462d in decimal is 17965, so you won't fit that into 4 digits.

In reply to ed34:

if you reverse the byte orderwould it be

01 1b
46 2d

?

do they give a better converson?

In reply to Anonymous:

so the space splits the number into bytes?

and i just reverse the 'blocks' ?

it wont take 011b or 462d still

In reply to ed34:
Not entirely sure what you are trying to do, but here's some background

Some O/Ss are "big-endian", other's are "little-endian", referring to the order in which bytes are stored in a number. A "short" integer has two bytes, a "long" integer has 4 bytes. Hex characters are usually denoted by "0x".

Therefore decimal 283, if stored as a short, is 0x011b on a "little endian" system and 0x1b01 on a "big endian" system.

In C++ there are intrinsic functions you can use - ntohl, ntohs, htonl, htons - but I just wrote my own

In reply to ed34:

Have a read up on "little endian" and "big endian" it's all to do with byte order as stored in memory (or files) in different systems. The reason you *do* have a space between each 2 digits of hex is that each 2 digits amounts to the equivilent of one byte i.e. 8 bits in base 2. It's the most convenient way to represent this kind of data.

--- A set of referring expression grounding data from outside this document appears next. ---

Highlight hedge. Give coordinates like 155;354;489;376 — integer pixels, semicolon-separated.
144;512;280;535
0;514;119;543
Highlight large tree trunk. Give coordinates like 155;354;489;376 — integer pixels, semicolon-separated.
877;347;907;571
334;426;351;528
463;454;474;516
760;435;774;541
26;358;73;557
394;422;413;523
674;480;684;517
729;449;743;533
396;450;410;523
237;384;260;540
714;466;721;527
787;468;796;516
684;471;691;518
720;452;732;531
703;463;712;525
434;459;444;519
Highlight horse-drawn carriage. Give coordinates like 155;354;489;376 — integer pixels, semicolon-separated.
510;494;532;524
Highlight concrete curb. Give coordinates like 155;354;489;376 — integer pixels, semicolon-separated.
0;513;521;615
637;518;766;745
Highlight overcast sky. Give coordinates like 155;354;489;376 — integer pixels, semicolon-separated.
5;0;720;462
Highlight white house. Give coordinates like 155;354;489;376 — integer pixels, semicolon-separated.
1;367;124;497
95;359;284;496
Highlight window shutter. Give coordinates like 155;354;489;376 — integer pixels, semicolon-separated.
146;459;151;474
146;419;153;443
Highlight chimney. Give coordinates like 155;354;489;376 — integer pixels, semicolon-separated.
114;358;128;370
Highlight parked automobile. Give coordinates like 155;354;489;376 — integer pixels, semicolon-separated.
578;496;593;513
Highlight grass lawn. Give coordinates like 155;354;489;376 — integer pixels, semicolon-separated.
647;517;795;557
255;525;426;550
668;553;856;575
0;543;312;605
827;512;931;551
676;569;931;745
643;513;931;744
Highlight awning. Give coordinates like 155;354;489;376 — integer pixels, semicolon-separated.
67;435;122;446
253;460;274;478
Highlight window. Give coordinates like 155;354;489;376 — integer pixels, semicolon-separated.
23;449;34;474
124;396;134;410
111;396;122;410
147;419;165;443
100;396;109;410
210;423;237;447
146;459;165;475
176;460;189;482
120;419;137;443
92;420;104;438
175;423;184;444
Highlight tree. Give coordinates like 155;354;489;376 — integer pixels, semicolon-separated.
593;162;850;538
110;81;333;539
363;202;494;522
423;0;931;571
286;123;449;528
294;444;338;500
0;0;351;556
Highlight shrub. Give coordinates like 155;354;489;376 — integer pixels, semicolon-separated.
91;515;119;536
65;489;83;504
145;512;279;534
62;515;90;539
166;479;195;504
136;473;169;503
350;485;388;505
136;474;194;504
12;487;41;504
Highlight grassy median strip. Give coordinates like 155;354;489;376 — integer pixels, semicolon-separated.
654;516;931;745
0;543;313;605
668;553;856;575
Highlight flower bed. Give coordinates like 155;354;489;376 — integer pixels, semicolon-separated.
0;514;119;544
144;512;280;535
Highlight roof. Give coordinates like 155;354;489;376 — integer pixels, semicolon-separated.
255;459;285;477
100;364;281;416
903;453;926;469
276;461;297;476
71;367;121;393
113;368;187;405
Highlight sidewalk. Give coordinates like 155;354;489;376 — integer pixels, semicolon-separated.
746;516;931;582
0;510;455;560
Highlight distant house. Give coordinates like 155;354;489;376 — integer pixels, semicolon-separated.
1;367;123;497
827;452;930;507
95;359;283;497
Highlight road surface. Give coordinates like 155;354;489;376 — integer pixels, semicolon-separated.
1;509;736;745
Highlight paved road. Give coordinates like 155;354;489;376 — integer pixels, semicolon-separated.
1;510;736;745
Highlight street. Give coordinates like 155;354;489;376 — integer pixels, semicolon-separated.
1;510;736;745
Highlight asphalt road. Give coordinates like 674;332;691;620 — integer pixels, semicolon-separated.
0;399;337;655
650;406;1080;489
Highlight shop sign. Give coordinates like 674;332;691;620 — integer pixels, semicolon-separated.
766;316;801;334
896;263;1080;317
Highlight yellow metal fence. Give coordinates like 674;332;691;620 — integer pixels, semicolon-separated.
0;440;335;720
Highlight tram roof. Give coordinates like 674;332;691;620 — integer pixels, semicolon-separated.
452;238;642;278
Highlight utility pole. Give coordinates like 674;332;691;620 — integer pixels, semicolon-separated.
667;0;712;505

So simply swap your low and high order bytes and you've reversed the byte order. This gives you:

01 1B
46 2D

In reply to Chris the Tall:

Beat me to it.

In reply to ed34:

ah think i sussed it

I have to convert the blocks seperately

so 1b 01 reversed is 01 1b as said above, then if i convert 01 i get 1, and converting 1b i get 27 so i entered 127 in the program and it seemed happy!

46 2d gives 70,45 so i entered 7045 and it worked

still dont understand it, i tried googling but all the answers were way over my head. I just have to enter the hex numbers in to a program to generate some 30 digit key codes. Anyway the codes seem to be working so far so my trial and error method seems to have worked. I might get stuck when i get to the next set though which are much longer numbers

In reply to ed34:

i guess thats what Chris and Matt have just said then!!

In reply to ed34:

For a bit of background (apologies if you know this):

Each hex digit represents a number 0..15. Four binary bits also represent that number range. A byte is 8 binary bits so you can represent one byte using 2 hex digits. So "1b" is a byte and so is "01".

In reply to ed34:

Yes - but the space does not mean anything. Hex is a convienient notation for binary.

For example, 0xf is the same as 4 bits, the binary of which is 1111

If you had the binary number (and I use spaces to make it easier to read

1111 1111 1111 1111, the hex equivilent is 0xffff and so on.

Since a byte is 8 bits long, it can represent numbers from 0x00 to 0xff or binary 0 to 11111111.

Byte swapping is done as shown by other posters.